Sports Nut

Number Crunching

Why doesn’t football have a Bill James?

In 1977, a boiler-room attendant named Bill James revolutionized baseball analysis with a self-published pamphlet called the Baseball Abstract, sweeping conventional wisdom aside with his radical reinterpretation of the statistical record. James’ insights, since embraced by the front offices of the Oakland A’s, the Boston Red Sox, and the Toronto Blue Jays, should have inspired the serious students of America’s other national game, football, to overturn their status quo. But a quarter-century later, nobody has. Why?

For one thing, a football game is several orders of magnitude more complex than a baseball game. For another, nobody has yet determined what the most useful data to collect might be. And finally there’s the problem of data points: The 16-game NFL season leaves less stuff to count than Major League Baseball’s 162 games.

None of this stopped Virgil Carter from giving it his best shot. Carter, who wrote one of the earliest technical papers on pro football, was no mere boiler-room attendant. As a statistics major at Brigham Young University, he starred as quarterback from 1964-66 and was drafted by the Chicago Bears.

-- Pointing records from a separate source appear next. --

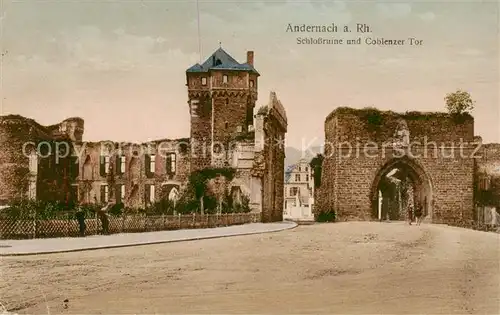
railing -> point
(67, 226)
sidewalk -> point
(59, 245)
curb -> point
(288, 226)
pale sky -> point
(121, 65)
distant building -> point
(299, 192)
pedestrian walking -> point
(410, 214)
(418, 214)
(103, 217)
(80, 217)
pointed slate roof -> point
(221, 60)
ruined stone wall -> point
(201, 130)
(136, 175)
(20, 136)
(353, 125)
(487, 176)
(348, 175)
(270, 160)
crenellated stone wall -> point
(360, 145)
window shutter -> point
(168, 165)
(102, 165)
(147, 195)
(147, 161)
(118, 169)
(103, 193)
(118, 193)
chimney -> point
(250, 57)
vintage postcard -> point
(325, 157)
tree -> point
(459, 102)
(198, 181)
(218, 186)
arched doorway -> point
(400, 184)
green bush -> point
(28, 209)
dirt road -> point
(356, 267)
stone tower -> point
(222, 94)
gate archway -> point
(401, 183)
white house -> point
(299, 192)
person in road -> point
(410, 214)
(103, 216)
(418, 214)
(80, 217)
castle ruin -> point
(222, 94)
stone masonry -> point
(430, 155)
(222, 94)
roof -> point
(221, 60)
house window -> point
(484, 183)
(32, 190)
(73, 193)
(171, 163)
(120, 193)
(122, 164)
(106, 164)
(150, 161)
(104, 193)
(33, 163)
(149, 191)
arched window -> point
(174, 194)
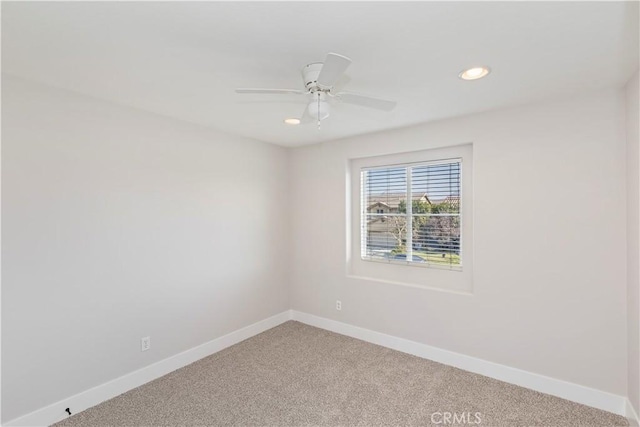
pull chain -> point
(318, 110)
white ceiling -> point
(184, 59)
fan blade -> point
(366, 101)
(269, 91)
(334, 66)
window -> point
(421, 222)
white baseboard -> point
(587, 396)
(632, 416)
(86, 399)
(566, 390)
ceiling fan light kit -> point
(319, 79)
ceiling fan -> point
(319, 79)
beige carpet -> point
(296, 374)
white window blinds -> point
(411, 214)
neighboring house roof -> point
(392, 200)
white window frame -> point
(458, 280)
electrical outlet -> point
(145, 343)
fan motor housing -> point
(310, 74)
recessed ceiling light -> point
(474, 73)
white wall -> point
(549, 292)
(118, 224)
(633, 238)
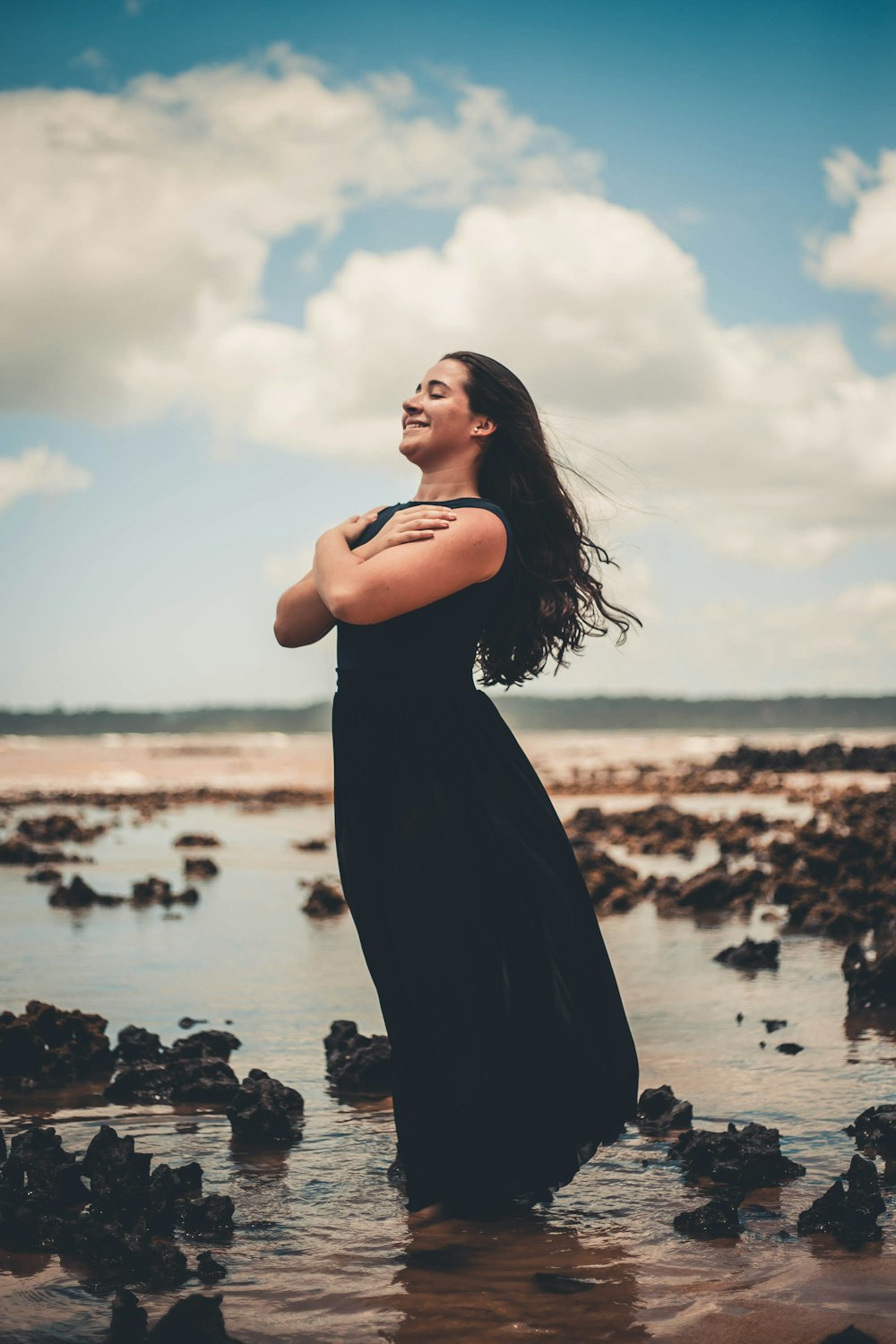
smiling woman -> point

Soon after launching his NFL career, Carter enrolled as a part-time student in Northwestern University’s MBA program in the offseason. Business school wasn’t just something to fall back on—it was a computerized venue in which to work out some of his football theories. Carter acquired the play-by-play logs for the first half of the 1969 NFL season and started the long slog of entering data: 53 variables per play, 8,373 plays. After five or six months, Carter had produced 8,373 punch cards.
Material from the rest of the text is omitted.